Wrapper License MIT Pixal3D License: Academic / No-EU

ComfyUI custom node for Pixal3D — Tencent's SIGGRAPH 2026 single-image to PBR-textured-3D pipeline — on Windows with RTX 30/40/50 GPUs. Runs standalone in ComfyUI's main Python (no extra worker env needed); optionally piggybacks on ComfyUI-TRELLIS2's pixi env if you already have it.

One image → textured PBR mesh in ~3-5 min on an RTX 5090.

Pixal3D output mesh — 4 textured views
Four base-color views of the generated PBR mesh.

Pixal3D output mesh — bare clay-shaded frontal view
Same mesh, untextured clay shading — to read the geometry quality.


⚠️ License you inherit

Pixal3D is licensed by Tencent for academic / non-commercial use only, and explicitly NOT for use within the European Union. By installing this plugin you agree to those terms. See NOTICE.md.


Will it work on my machine?

Short version: if you're on ComfyUI Desktop with an RTX 30/40/50 (Python 3.12 + Torch 2.8 + CUDA 12.8 — the Desktop defaults), this will work standalone.

Requirement
OS Windows 10 / 11 (x64) — bundled natten wheel is Windows-only
GPU NVIDIA RTX 30 / 40 / 50 with ≥ 16 GB VRAM (24 GB+ recommended; the bundled workflows ship with 1024_cascade + 16/16/16 steps, see the Note node in each for low-VRAM tweaks)
Disk ~50 GB free (24 GB Pixal3D + 4 GB other models + workspace)
CPU Any modern x86_64 — Intel and AMD both work, no special requirements
Python 3.12 only (ComfyUI Desktop's .venv is 3.12 — bundled wheel is cp312)
PyTorch 2.8.x + CUDA 12.8 (Desktop's .venv matches by default — wheel is built against torch 2.8.0+cu128)
ComfyUI Desktop (or portable).

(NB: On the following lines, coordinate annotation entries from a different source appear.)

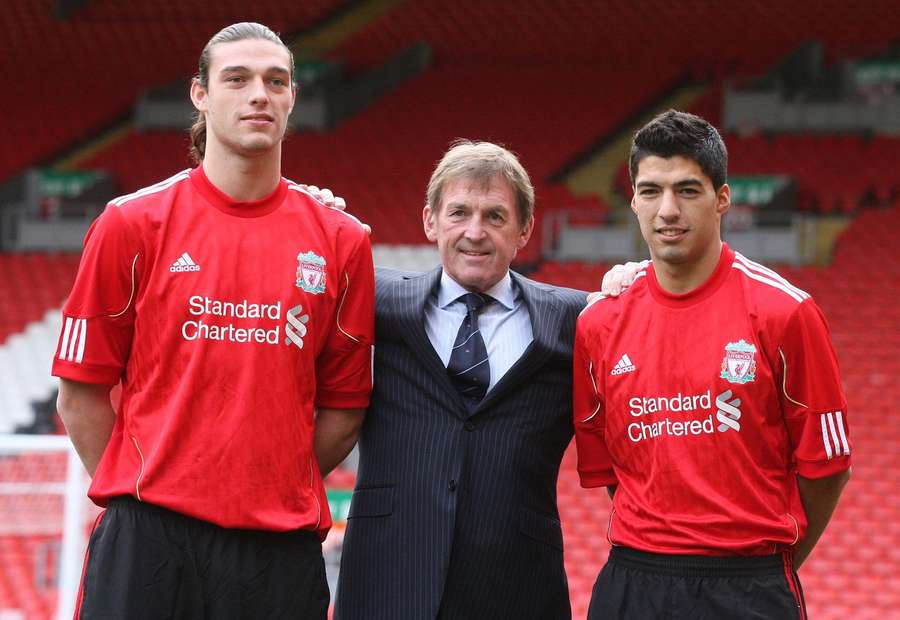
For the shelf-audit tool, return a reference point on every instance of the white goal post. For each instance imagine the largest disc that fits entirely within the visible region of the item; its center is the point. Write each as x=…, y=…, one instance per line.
x=43, y=489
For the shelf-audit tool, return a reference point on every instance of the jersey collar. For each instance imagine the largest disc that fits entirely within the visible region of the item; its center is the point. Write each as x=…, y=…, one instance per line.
x=712, y=284
x=229, y=206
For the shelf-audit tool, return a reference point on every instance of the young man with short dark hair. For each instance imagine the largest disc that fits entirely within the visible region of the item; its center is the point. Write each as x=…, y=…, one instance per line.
x=708, y=401
x=237, y=312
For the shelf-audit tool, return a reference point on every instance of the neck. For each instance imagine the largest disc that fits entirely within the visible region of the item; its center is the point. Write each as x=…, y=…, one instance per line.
x=681, y=278
x=241, y=177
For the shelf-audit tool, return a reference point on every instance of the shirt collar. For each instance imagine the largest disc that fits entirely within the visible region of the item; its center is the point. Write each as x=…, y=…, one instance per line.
x=450, y=290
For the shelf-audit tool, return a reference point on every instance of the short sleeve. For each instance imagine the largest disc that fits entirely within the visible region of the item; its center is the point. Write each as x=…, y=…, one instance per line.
x=813, y=400
x=98, y=316
x=344, y=365
x=594, y=462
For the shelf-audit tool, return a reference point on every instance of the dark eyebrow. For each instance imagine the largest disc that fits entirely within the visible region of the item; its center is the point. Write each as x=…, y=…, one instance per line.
x=242, y=69
x=647, y=184
x=691, y=182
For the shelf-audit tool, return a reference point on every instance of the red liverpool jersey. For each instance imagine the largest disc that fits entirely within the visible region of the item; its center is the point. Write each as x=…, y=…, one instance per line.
x=704, y=407
x=228, y=324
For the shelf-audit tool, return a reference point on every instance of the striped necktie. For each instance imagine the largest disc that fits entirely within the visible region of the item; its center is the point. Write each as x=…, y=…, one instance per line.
x=469, y=369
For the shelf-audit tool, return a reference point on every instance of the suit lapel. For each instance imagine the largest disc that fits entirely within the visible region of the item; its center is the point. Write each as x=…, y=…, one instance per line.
x=410, y=296
x=546, y=320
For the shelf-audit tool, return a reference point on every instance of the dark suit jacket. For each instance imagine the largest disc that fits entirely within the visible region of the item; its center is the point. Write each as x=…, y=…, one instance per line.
x=454, y=513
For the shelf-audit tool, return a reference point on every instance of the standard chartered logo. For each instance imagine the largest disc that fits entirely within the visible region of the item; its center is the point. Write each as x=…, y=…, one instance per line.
x=728, y=413
x=683, y=415
x=243, y=322
x=295, y=329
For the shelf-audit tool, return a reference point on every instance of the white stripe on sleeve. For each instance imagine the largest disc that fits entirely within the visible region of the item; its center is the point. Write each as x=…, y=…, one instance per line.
x=65, y=343
x=828, y=452
x=840, y=425
x=81, y=341
x=73, y=341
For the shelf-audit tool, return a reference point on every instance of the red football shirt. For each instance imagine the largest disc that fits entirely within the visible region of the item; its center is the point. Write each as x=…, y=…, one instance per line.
x=704, y=407
x=227, y=323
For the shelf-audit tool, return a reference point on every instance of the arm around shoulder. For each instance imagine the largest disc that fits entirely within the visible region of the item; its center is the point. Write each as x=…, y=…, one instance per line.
x=88, y=416
x=820, y=497
x=336, y=434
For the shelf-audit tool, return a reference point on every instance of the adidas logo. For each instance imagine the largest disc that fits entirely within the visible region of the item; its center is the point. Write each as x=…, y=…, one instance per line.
x=622, y=366
x=184, y=263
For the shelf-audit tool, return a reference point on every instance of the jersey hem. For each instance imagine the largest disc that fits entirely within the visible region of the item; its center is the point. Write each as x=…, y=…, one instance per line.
x=589, y=481
x=339, y=400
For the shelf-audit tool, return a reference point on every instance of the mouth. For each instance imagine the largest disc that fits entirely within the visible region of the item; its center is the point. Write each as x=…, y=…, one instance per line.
x=671, y=233
x=258, y=118
x=474, y=253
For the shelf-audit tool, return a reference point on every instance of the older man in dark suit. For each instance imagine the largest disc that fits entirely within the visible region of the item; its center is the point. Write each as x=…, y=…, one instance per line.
x=454, y=514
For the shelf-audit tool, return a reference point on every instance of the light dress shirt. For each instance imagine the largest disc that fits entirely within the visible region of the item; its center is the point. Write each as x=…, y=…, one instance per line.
x=505, y=325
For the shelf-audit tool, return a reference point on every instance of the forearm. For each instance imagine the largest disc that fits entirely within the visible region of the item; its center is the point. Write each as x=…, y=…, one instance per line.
x=820, y=497
x=335, y=436
x=88, y=416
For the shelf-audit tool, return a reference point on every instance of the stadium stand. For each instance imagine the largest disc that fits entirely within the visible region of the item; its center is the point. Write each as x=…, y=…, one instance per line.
x=849, y=574
x=131, y=45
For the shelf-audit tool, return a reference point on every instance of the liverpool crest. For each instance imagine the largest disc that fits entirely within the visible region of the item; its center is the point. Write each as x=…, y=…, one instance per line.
x=739, y=363
x=311, y=272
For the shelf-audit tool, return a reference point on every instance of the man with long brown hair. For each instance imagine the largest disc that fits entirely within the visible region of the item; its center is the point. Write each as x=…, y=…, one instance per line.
x=237, y=312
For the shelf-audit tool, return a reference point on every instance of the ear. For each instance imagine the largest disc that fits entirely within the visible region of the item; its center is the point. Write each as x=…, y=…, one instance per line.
x=294, y=88
x=723, y=199
x=525, y=234
x=198, y=96
x=428, y=217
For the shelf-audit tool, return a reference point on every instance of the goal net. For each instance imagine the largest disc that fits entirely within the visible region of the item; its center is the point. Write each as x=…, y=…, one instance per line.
x=45, y=518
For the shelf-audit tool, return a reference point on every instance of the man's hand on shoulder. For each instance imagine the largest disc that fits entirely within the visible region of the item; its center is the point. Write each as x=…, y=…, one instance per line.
x=616, y=280
x=327, y=198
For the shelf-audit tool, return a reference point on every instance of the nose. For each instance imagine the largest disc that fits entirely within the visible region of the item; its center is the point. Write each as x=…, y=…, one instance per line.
x=668, y=206
x=258, y=92
x=475, y=228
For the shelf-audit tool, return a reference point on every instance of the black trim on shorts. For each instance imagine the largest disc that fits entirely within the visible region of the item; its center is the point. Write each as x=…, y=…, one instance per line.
x=698, y=565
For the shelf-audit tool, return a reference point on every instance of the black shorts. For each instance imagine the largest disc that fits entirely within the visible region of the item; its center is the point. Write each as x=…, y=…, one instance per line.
x=148, y=562
x=648, y=586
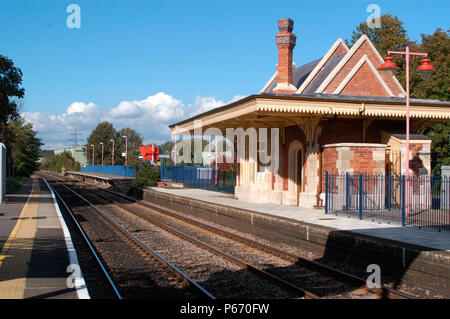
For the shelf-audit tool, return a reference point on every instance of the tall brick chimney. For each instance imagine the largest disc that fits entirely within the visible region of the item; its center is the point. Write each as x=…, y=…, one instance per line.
x=285, y=42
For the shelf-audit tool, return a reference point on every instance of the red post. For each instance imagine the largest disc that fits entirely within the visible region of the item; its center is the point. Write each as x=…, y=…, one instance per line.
x=112, y=154
x=101, y=143
x=428, y=69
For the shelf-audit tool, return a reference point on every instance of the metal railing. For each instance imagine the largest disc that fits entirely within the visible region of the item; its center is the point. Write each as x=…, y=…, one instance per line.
x=382, y=198
x=201, y=177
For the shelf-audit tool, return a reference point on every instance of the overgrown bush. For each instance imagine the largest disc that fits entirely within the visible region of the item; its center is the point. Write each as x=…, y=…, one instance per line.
x=148, y=175
x=55, y=163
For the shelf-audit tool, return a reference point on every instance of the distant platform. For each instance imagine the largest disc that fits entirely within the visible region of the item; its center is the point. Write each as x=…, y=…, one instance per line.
x=120, y=183
x=413, y=256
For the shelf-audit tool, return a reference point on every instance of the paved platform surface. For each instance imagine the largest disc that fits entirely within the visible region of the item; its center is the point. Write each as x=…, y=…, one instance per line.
x=35, y=247
x=411, y=235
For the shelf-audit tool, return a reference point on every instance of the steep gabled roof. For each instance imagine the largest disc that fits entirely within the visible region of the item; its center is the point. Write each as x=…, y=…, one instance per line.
x=340, y=67
x=338, y=48
x=299, y=75
x=322, y=74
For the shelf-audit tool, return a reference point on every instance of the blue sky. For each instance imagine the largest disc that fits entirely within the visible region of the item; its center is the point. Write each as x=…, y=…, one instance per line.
x=168, y=58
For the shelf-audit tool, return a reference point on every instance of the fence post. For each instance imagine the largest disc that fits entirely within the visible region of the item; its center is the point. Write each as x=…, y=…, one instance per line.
x=347, y=193
x=326, y=192
x=360, y=195
x=403, y=200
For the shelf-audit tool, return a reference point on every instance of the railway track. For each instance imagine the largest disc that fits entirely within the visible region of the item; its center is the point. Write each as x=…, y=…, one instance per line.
x=305, y=278
x=175, y=278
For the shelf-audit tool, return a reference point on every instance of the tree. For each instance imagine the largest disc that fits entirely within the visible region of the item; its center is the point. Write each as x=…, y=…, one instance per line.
x=10, y=91
x=437, y=46
x=392, y=36
x=56, y=162
x=134, y=140
x=23, y=147
x=103, y=132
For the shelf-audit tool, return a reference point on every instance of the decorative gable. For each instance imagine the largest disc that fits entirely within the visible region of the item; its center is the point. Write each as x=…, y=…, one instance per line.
x=338, y=48
x=362, y=61
x=364, y=80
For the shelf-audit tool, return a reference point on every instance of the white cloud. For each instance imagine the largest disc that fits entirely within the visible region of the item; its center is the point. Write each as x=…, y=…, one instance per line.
x=150, y=117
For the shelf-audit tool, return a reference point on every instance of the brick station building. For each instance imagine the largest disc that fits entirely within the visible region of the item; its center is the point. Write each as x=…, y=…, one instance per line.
x=338, y=113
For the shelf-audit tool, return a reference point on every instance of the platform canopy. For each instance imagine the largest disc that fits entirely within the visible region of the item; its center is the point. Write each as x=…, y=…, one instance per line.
x=273, y=110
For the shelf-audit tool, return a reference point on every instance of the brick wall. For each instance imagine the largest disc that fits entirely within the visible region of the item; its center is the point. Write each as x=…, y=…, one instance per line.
x=292, y=133
x=364, y=83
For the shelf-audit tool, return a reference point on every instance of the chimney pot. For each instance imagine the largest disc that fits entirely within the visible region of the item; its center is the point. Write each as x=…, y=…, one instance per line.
x=285, y=25
x=285, y=41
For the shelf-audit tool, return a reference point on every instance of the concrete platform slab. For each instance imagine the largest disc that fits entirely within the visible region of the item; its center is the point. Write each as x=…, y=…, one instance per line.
x=36, y=249
x=412, y=235
x=408, y=256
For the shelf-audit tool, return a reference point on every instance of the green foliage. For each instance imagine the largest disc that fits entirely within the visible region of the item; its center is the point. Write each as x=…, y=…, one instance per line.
x=134, y=140
x=392, y=36
x=148, y=175
x=55, y=163
x=105, y=132
x=23, y=147
x=10, y=91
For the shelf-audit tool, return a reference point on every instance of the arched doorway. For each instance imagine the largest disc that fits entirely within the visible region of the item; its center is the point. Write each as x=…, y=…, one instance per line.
x=295, y=171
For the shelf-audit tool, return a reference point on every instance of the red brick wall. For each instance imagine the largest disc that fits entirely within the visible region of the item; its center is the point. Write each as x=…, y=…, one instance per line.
x=364, y=83
x=339, y=50
x=363, y=161
x=292, y=133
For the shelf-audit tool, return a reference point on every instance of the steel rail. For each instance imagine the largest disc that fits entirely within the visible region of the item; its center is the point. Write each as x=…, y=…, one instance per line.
x=105, y=272
x=172, y=268
x=353, y=280
x=357, y=282
x=244, y=265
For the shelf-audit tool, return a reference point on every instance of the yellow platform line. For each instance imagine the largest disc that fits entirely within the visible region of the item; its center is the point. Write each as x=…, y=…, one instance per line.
x=16, y=253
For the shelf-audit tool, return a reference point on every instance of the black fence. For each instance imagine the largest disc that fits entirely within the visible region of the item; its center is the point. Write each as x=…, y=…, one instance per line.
x=422, y=201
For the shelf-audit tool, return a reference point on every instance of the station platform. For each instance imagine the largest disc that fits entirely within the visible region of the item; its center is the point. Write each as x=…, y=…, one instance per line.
x=412, y=235
x=120, y=183
x=35, y=247
x=412, y=256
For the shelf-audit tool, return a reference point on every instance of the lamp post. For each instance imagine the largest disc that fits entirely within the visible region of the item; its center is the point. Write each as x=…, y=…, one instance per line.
x=126, y=150
x=112, y=154
x=425, y=70
x=92, y=153
x=101, y=143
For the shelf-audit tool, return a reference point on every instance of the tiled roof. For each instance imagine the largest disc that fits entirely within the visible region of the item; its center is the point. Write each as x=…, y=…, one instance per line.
x=314, y=85
x=298, y=75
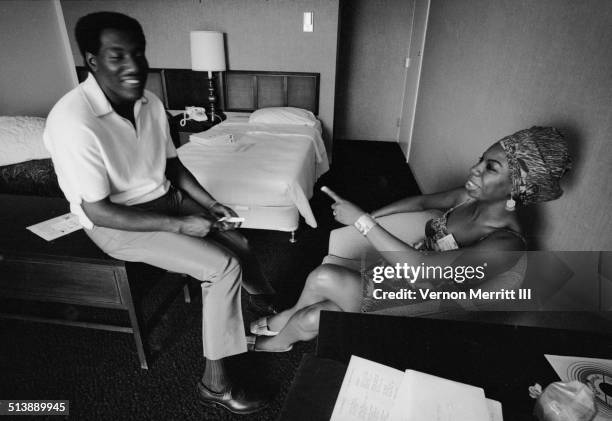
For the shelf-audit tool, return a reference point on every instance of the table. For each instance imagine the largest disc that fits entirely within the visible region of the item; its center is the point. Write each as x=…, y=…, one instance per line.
x=504, y=359
x=70, y=269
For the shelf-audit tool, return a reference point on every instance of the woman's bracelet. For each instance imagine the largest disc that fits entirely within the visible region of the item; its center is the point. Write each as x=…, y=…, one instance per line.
x=365, y=223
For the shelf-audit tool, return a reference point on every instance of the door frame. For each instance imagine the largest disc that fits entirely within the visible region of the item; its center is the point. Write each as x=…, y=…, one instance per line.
x=421, y=47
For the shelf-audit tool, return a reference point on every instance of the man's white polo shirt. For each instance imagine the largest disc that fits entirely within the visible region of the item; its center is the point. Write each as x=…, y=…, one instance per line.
x=97, y=153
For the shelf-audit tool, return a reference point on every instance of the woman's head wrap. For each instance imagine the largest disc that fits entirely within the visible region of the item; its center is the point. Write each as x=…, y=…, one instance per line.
x=538, y=157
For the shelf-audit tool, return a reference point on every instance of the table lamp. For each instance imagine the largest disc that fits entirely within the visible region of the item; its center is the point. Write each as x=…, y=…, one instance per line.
x=208, y=55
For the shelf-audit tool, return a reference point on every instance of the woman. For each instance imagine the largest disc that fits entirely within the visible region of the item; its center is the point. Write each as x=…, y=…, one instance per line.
x=479, y=223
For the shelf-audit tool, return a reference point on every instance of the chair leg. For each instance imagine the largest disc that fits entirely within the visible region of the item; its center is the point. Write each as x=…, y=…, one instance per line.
x=186, y=293
x=135, y=320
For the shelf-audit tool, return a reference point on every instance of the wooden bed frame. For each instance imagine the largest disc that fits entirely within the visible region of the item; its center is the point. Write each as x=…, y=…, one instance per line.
x=241, y=90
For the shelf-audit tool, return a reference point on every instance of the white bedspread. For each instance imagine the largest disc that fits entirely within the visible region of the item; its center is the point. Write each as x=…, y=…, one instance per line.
x=267, y=165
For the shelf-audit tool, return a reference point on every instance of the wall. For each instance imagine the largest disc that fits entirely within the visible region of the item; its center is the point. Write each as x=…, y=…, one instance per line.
x=374, y=41
x=260, y=34
x=35, y=71
x=492, y=67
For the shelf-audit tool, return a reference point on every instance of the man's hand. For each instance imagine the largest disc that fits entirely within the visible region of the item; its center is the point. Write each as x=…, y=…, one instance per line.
x=345, y=212
x=195, y=225
x=219, y=211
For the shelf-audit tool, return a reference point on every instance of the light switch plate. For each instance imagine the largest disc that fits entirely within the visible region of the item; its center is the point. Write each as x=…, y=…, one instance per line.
x=308, y=22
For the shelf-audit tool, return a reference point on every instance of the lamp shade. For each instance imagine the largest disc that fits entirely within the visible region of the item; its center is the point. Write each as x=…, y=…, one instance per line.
x=207, y=51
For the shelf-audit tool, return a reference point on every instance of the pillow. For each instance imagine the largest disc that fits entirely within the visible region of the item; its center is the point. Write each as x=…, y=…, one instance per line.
x=21, y=139
x=283, y=115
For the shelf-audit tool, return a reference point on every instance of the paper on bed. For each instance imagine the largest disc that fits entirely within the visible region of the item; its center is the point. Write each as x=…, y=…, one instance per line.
x=56, y=227
x=278, y=169
x=208, y=138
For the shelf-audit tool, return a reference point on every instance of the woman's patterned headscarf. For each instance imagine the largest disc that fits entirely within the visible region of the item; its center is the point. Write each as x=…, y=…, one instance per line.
x=538, y=157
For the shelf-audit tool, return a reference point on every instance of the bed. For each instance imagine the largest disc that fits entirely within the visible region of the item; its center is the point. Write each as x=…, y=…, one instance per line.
x=268, y=173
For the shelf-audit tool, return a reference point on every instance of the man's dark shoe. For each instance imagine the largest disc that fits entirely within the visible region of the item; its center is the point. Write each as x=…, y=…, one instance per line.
x=262, y=304
x=234, y=400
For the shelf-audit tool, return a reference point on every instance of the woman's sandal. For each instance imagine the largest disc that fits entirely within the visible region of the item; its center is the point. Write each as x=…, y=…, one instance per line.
x=260, y=328
x=251, y=342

ComfyUI-TRELLIS2 is optional — if installed, the installer drops deps into TRELLIS2's pixi env; otherwise it installs into ComfyUI's .venv.

Will the wheel work for me?

The bundled wheels/natten-0.21.0+winsm89ptx-...-win_amd64.whl is locked to Windows + Python 3.12 + PyTorch 2.8 + CUDA 12.8 + NVIDIA GPU. If your setup matches all of the above (which the standard ComfyUI-TRELLIS2 pixi env does), the wheel just works.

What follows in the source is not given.